La Direttiva europea sulle Comunità Energetiche è dunque veramente sfidante: incentivare l’autoconsumo orario locale significa minimizzare la quota di energia che dall’impianto di produzione va oltre la cabina di MT/BT, quindi ridurre significativamente sprechi, inefficienze ed emissioni, consentendo di conoscere esattamente la provenienza dell’energia consumata.

In Italia, in particolare nell’ambiente cooperativo e in quello dei GAS (Gruppi di Acquisto Solidale), da oltre dieci anni si parla dell’energia mutuando il concetto di “Km Zero” dalla filiera alimentare senza che tuttavia si sia ancora riscontrato un interesse analogo a quello registrato per il cibo.

Le cooperative energetiche – è il caso di ènostra, WeForGreen, Energia Positiva, di cui abbiamo ampiamente trattato – si sono infatti sempre scontrate con l’impossibilità di fornire localmente l’energia prodotta con gli impianti finanziati collettivamente.

Con diverse sfumature, in queste esperienze la quantità di energia venduta ai soci (in alcuni casi anche tramite fornitori terzi) proviene solo in piccola parte dai propri impianti, mentre la restante è acquistata da altri produttori. Ancorché rinnovabile certificata, la provenienza dell’energia e la distanza dal luogo di consumo sono infatti sconosciute.

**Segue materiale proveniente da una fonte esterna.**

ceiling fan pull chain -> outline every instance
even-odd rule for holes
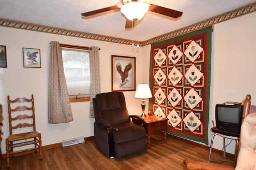
[[[134,43],[133,43],[133,29],[134,29],[134,26],[133,25],[133,22],[134,22],[134,20],[132,20],[132,45],[133,46],[134,46]]]
[[[139,20],[137,20],[137,47],[139,47]]]

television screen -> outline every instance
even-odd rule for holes
[[[220,121],[238,123],[239,114],[238,108],[218,107],[218,117]]]
[[[216,127],[228,132],[239,134],[241,128],[243,106],[240,104],[217,104],[215,107]],[[223,134],[223,133],[222,133]]]

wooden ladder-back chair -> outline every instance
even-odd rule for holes
[[[41,133],[36,130],[33,95],[30,99],[18,98],[11,100],[9,96],[7,98],[10,128],[10,135],[6,139],[7,168],[10,168],[10,156],[13,157],[15,154],[20,154],[22,152],[28,153],[27,151],[33,150],[37,152],[39,150],[42,160]],[[26,106],[21,106],[22,105]],[[22,128],[22,130],[19,129],[22,133],[17,132],[20,131],[17,129],[18,128]],[[22,149],[28,147],[26,145],[30,145],[34,147]]]
[[[243,123],[242,124],[241,129],[241,133],[240,135],[241,137],[239,139],[239,142],[238,142],[238,151],[237,152],[237,154],[238,154],[238,158],[237,159],[237,166],[239,167],[237,167],[236,168],[236,166],[237,162],[237,160],[236,160],[236,159],[235,159],[235,160],[234,160],[234,166],[218,164],[217,163],[204,162],[190,159],[185,159],[184,160],[183,162],[188,169],[190,170],[214,170],[219,169],[222,170],[234,170],[235,168],[236,168],[236,169],[244,169],[243,168],[242,168],[242,166],[244,167],[246,166],[247,166],[248,167],[249,166],[251,165],[252,163],[252,164],[253,164],[254,162],[251,162],[250,163],[249,162],[246,163],[246,160],[244,160],[243,158],[242,158],[242,156],[239,156],[239,154],[240,153],[240,150],[242,150],[242,148],[243,148],[243,145],[246,145],[245,147],[248,147],[246,146],[246,145],[248,145],[248,144],[246,144],[246,142],[249,141],[247,141],[248,140],[247,140],[247,139],[246,139],[246,137],[245,136],[246,136],[246,134],[247,133],[247,130],[248,130],[247,129],[250,129],[250,127],[249,127],[250,126],[252,127],[251,127],[251,128],[254,128],[254,127],[256,125],[256,122],[255,122],[255,120],[256,120],[256,113],[255,113],[256,112],[256,106],[251,105],[250,100],[251,96],[249,94],[248,94],[247,95],[246,95],[245,98],[245,99],[243,101],[244,110],[243,111],[242,119],[242,123],[243,123],[244,121],[246,120],[245,118],[246,117],[246,116],[247,116],[249,113],[254,113],[251,114],[252,116],[250,116],[251,117],[248,117],[248,120],[247,120],[247,122],[244,123],[244,125]],[[253,137],[253,139],[255,139],[256,137],[255,137],[255,132],[252,132],[252,133],[254,133],[251,134],[250,134],[250,135],[254,135],[254,137]],[[243,138],[243,139],[242,139]],[[254,139],[252,139],[253,141],[253,140]],[[253,141],[252,142],[255,142],[255,141]],[[247,149],[248,148],[244,149],[244,148],[243,149],[244,149],[244,150]],[[252,150],[254,150],[254,149],[255,150],[255,149],[252,149]],[[243,151],[243,152],[246,152],[246,151]],[[254,155],[255,155],[255,153]],[[237,156],[235,156],[235,157],[237,158]],[[241,162],[242,162],[242,163],[241,163]],[[255,163],[256,163],[254,162],[254,164],[255,164]],[[243,164],[243,165],[242,165],[241,166],[241,164]],[[241,167],[242,167],[242,168]],[[248,167],[246,168],[248,168]]]

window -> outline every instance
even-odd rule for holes
[[[88,47],[62,44],[61,46],[64,73],[70,102],[89,101],[90,56]]]

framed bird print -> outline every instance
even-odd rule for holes
[[[135,90],[136,58],[111,56],[112,92]]]
[[[40,49],[23,48],[24,67],[41,68]]]

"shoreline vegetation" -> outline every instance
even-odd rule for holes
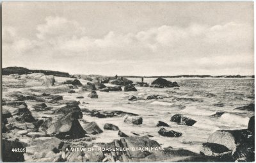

Le stesse cooperative, inoltre, sono andate via via assumendo carattere nazionale e, ampliando l’area geografica di residenza dei soci, gli impianti di produzione si sono sempre più allontanati dai luoghi di consumo dell’energia.

Sarà interessante verificare se gli esiti della sperimentazione delle Comunità Energetiche appena avviata potranno riportare le cooperative energetiche alla dimensione di comunità di territorio oltre che di scopo.

Certo è che se le Comunità Energetiche potranno moltiplicarsi e diffondersi saremo in grado anche di rivitalizzare e sviluppare le economie, le competenze e le professionalità locali.

La redistribuzione dell’economia nelle varie regioni italiane fa parte di un processo già innestato con il ritorno di migliaia di persone ai rispettivi luoghi di origine che, anche in modalità smart working, hanno ripreso a vivere, produrre e consumare (anche l’energia) lontano dalle grandi metropoli in un’ottica appunto di chilometri zero.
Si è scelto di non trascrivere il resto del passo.